The metabolism of P. falciparum
- Glucose uptake in an infected erythrocyte is 40-100 fold higher than the uninfected erythrocyte.
- Glucose is metabolized in a fermentation reaction yielding lactate.
- Some of the glycolytic intermediates may be shuttled into the pentose phosphate shunt to provide for nucleotide biosynthesis, and also provide NADPH.
- The rapidly growing parasite requires large amounts of lipids for this increase in parasite surface area and volume of internal membranes.
- Historically, the parasite has been considered to be incapable of synthesizing fatty acids de novo and restricted to obtaining preformed fatty acids and lipids from the host.

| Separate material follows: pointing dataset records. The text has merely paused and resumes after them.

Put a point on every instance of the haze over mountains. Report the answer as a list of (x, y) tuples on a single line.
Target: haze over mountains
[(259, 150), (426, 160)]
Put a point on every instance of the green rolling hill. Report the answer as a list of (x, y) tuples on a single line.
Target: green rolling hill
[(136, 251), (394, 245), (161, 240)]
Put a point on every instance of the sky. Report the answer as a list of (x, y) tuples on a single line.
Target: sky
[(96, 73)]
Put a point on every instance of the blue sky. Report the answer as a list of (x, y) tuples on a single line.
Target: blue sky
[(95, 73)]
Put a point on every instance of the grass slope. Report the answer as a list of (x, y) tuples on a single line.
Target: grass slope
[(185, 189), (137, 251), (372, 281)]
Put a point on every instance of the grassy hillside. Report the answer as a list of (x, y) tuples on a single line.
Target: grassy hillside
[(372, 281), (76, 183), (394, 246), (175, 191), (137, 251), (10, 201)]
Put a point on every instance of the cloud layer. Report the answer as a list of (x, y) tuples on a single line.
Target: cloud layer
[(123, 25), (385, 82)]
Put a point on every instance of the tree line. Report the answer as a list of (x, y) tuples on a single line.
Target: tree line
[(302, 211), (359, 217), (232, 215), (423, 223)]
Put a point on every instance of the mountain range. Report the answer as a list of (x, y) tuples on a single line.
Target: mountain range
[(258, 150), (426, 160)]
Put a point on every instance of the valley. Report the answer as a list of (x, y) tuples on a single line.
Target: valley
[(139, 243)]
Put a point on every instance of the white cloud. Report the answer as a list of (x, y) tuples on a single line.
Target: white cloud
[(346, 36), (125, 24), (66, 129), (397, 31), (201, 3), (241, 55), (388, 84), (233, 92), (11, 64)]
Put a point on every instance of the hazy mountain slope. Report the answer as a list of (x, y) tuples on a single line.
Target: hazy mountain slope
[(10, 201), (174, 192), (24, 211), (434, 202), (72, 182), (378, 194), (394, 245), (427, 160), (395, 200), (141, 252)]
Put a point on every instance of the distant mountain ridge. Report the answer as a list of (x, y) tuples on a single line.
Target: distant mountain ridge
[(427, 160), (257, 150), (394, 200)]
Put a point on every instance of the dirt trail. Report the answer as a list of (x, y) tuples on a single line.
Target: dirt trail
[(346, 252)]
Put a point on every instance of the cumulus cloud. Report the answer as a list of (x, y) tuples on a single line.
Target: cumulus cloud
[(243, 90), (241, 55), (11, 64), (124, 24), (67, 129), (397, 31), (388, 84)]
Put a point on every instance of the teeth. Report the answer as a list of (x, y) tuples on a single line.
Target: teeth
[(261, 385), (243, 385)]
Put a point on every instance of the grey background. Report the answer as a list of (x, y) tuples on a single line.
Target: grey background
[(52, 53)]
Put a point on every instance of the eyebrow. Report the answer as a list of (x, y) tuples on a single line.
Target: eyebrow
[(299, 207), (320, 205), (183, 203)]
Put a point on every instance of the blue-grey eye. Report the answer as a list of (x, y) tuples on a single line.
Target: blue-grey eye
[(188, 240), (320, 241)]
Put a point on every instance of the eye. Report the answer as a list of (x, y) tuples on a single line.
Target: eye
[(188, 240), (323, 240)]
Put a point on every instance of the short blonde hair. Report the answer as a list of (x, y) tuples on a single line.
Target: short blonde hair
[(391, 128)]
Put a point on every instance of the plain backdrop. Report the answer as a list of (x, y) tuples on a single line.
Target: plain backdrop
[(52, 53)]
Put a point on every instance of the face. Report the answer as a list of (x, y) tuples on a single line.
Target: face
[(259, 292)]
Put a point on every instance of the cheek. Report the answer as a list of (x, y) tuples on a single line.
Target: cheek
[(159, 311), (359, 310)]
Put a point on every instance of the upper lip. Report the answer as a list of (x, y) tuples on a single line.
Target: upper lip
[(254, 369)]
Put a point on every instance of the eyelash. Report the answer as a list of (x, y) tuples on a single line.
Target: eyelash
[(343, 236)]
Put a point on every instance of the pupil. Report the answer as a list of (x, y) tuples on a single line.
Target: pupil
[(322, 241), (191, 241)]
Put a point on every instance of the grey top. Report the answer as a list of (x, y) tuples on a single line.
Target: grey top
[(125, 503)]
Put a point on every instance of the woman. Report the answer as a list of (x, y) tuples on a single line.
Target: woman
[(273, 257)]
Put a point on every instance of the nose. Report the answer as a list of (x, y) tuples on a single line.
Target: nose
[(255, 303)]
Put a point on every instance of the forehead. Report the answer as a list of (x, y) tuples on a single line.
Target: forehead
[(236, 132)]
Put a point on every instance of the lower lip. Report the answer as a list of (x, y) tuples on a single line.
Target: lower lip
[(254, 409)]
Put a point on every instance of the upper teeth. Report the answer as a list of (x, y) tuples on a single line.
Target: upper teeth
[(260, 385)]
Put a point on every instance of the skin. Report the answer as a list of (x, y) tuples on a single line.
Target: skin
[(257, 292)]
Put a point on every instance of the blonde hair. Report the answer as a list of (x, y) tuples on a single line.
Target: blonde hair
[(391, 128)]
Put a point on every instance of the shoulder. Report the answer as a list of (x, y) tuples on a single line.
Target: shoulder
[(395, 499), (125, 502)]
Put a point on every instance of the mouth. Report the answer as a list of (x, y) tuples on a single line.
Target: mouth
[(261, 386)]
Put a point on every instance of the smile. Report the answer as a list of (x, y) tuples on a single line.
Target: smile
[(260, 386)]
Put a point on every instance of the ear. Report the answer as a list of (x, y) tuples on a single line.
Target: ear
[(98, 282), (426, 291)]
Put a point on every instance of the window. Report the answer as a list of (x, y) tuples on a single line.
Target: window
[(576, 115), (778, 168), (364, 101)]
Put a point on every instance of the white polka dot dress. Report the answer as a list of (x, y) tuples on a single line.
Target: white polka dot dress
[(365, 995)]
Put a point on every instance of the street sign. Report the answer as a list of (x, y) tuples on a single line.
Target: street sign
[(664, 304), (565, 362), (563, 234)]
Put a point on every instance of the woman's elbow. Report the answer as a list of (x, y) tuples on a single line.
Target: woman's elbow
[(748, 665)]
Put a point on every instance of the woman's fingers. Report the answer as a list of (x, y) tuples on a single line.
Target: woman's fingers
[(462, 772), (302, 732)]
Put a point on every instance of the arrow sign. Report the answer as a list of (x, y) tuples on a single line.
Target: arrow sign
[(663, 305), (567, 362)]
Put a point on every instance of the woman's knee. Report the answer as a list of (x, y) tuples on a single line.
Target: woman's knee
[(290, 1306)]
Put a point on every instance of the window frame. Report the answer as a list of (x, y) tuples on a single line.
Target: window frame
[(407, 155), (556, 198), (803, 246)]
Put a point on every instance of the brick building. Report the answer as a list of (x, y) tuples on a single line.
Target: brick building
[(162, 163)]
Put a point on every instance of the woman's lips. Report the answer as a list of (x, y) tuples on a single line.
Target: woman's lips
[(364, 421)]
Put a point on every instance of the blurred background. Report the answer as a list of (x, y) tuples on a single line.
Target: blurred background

- However, several enzymes associated with the type II fatty acid synthesis pathway have been identified in Plasmodium and appear to be located in the apicoplast.
Nucleotides and nucleic acids
- The malarial parasite obtains preformed purines by the salvage pathway and synthesizes pyrimidines de novo.
- The primary purine salvaged by the parasite is hypoxanthine which can be obtained from the host plasma A, G biosynthesis).
- The parasite cannot utilize preformed pyrimidines and must synthesize them from bicarbonate and glutamine.
- Plasmodium hydrolyses hemoglobin, although most of the amino acids efflux the erythrocyte, only 16% of are incorporated into the parasite’s proteins.
- Plasmodium requires I, M, C, E, Q, P, Y (in vitro data). The parasite is also able to fix carbon dioxide and thereby synthesize A, D and E.
- Via plasmepsin produces large globin fragments (eg cleavage of F33-L34 bond of alpha-globin).
- Via falcipains and plasmepsin produces medium fragments of about 20 amino acid residues, then via falcilysin to produce small fragments of 6-8 residues.
- All of this occurs within the food vacuole, but amino acids are not produced here as the vacuole contains no exopeptidases. These are located within the parasite cytoplasm, suggesting efflux from vacuole to cytoplasm of small peptides.